As with anything, Hope reminds us that “every parent has the right to guide their child’s upbringing in the way they would like to.” You may have your own expectations and values associated with sexuality or sex that you want to share with your child. Still, it’s important to “educate them and answer questions they may have regardless of what they choose to do or not.”
Sometimes, children like to ask subtle questions to gauge how a parent may respond. This will indicate to them if they can trust their parent with their questions or curiosity about sex. I remember being the queen of creating hypothetical scenarios to see how my mom would respond. By creating boundaries, Hope said parents can model that everyone has a right to privacy. This is especially important for children to understand.
Addressing Peer Pressure Surrounding Sex
If you remember what it’s like to be a teenager, then you probably remember how susceptible teenagers can be to peer pressure. This can range from skipping classes to sexual encounters. “Parents can remind their older children that becoming sexually active is a decision that looks different for everyone,” Hope said. Despite what their peers may be saying, everyone isn’t sexually active.
You may not be able to decide when your child becomes sexually active. Still, you can “encourage positive and pleasure-based communication, and talk openly about the importance of consent,” Hope said. As an alternative, “Don’t be afraid to talk about masturbation as a form of self-pleasure,” she added.
Responding to Questions About Sexuality
You may have your own beliefs about sexuality, but you can remind your child that you will love and support them regardless. To put action behind your words, engage with support groups to help educate yourself. Encourage your child to become involved in their school’s GSA (Gay-Straight Alliance or Gender and Sexuality Alliance) organization to help build their community. You can also search for a non-biased health care provider to answer questions your child has that you aren’t equipped to respond to.
Responding to Questions About Abortion
Again, regardless of your stance on abortion, Hope said parents can help their children understand it. “Parents can talk about abortion from the perspective of it being a medical procedure that in the past 40-50 years has become politicized.” It will help explain that abortion is another outcome of pregnancy because all situations involving pregnancies are not similar.

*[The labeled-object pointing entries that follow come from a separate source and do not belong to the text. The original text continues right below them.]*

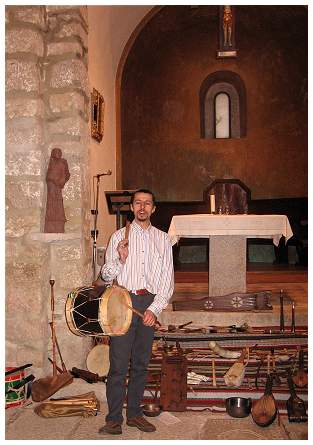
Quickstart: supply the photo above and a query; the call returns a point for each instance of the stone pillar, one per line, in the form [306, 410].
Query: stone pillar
[47, 103]
[227, 265]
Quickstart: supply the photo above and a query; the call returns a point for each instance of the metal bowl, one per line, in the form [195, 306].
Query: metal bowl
[151, 410]
[238, 406]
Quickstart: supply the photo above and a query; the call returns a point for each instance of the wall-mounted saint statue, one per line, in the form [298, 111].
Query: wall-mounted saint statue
[57, 176]
[227, 44]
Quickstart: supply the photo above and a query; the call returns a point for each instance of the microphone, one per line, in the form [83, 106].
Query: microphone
[109, 172]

This is a great time to remind your child of their reproductive rights and body autonomy, regardless of their personal beliefs or how someone chooses to identify.

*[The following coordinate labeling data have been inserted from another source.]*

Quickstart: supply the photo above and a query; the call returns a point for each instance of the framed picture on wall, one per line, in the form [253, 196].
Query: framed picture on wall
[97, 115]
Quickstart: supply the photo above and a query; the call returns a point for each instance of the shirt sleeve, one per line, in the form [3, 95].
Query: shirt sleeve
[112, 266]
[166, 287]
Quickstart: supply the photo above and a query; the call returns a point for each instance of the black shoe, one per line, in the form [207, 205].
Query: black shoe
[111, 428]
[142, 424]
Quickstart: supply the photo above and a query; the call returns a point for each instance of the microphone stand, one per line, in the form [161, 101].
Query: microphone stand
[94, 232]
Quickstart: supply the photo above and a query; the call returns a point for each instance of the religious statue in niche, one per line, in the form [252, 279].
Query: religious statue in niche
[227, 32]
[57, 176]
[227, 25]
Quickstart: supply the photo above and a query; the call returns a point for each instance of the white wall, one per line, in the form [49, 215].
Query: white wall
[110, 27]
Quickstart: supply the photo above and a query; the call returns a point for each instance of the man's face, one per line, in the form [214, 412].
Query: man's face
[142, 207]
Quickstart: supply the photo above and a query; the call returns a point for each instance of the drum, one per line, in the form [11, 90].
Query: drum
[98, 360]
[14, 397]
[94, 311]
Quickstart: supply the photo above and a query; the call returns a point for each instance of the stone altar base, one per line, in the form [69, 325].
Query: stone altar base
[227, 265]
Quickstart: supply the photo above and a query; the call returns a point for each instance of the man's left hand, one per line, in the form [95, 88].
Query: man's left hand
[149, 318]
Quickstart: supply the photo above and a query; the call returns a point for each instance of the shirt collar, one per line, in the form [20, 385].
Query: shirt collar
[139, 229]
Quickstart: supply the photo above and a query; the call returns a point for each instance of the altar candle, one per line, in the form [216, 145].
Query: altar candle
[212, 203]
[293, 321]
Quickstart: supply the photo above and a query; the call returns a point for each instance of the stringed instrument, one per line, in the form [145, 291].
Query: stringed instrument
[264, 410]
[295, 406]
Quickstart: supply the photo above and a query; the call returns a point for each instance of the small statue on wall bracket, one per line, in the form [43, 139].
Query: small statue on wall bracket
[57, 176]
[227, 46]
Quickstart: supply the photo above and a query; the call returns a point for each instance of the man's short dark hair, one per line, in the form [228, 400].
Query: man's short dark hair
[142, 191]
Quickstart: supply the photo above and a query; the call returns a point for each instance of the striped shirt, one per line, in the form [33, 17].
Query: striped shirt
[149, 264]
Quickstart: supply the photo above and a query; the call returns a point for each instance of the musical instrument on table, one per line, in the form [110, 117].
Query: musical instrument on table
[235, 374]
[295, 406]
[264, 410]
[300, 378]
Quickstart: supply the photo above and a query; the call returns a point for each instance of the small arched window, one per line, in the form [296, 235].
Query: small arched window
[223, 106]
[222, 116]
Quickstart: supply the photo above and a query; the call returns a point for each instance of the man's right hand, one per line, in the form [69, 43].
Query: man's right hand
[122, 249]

Hope said parents can also use the conversation as an opener to talk about other things, like pregnancy, periods, birth control, STIs/STDs, hormones, and more since all of these things are interconnected and related to abortion in some way. You can even discuss the reversal of Roe v. Wade and what it means for your state.

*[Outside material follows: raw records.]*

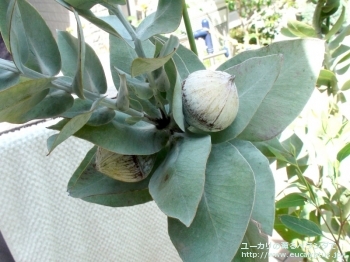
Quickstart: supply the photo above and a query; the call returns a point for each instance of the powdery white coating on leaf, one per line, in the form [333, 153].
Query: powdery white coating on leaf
[126, 168]
[210, 100]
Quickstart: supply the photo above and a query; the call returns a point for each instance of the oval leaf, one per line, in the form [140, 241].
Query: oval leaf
[166, 19]
[70, 127]
[291, 200]
[301, 29]
[177, 185]
[224, 212]
[185, 60]
[264, 205]
[32, 44]
[19, 99]
[146, 65]
[302, 226]
[92, 186]
[302, 61]
[253, 246]
[254, 79]
[120, 137]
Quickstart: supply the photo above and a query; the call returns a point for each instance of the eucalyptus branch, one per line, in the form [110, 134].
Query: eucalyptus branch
[315, 203]
[138, 46]
[108, 102]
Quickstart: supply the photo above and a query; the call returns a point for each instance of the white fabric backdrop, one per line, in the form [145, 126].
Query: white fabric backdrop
[40, 222]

Sex doesn’t have to be a taboo discussion. As parents, we are responsible for creating a safe space for our children to talk to us and navigate the world. Again, we may have our personal beliefs about sex, but all children should know their consent and rights matter. They should also know to respect the decisions of others.
As parents, we have to work toward understanding how our prior experiences have shaped our view on sex. Letting our children know that we don’t always have the answers is okay. And if our child makes a decision we disagree with, we shouldn’t consider ourselves failures. Life is a learning process.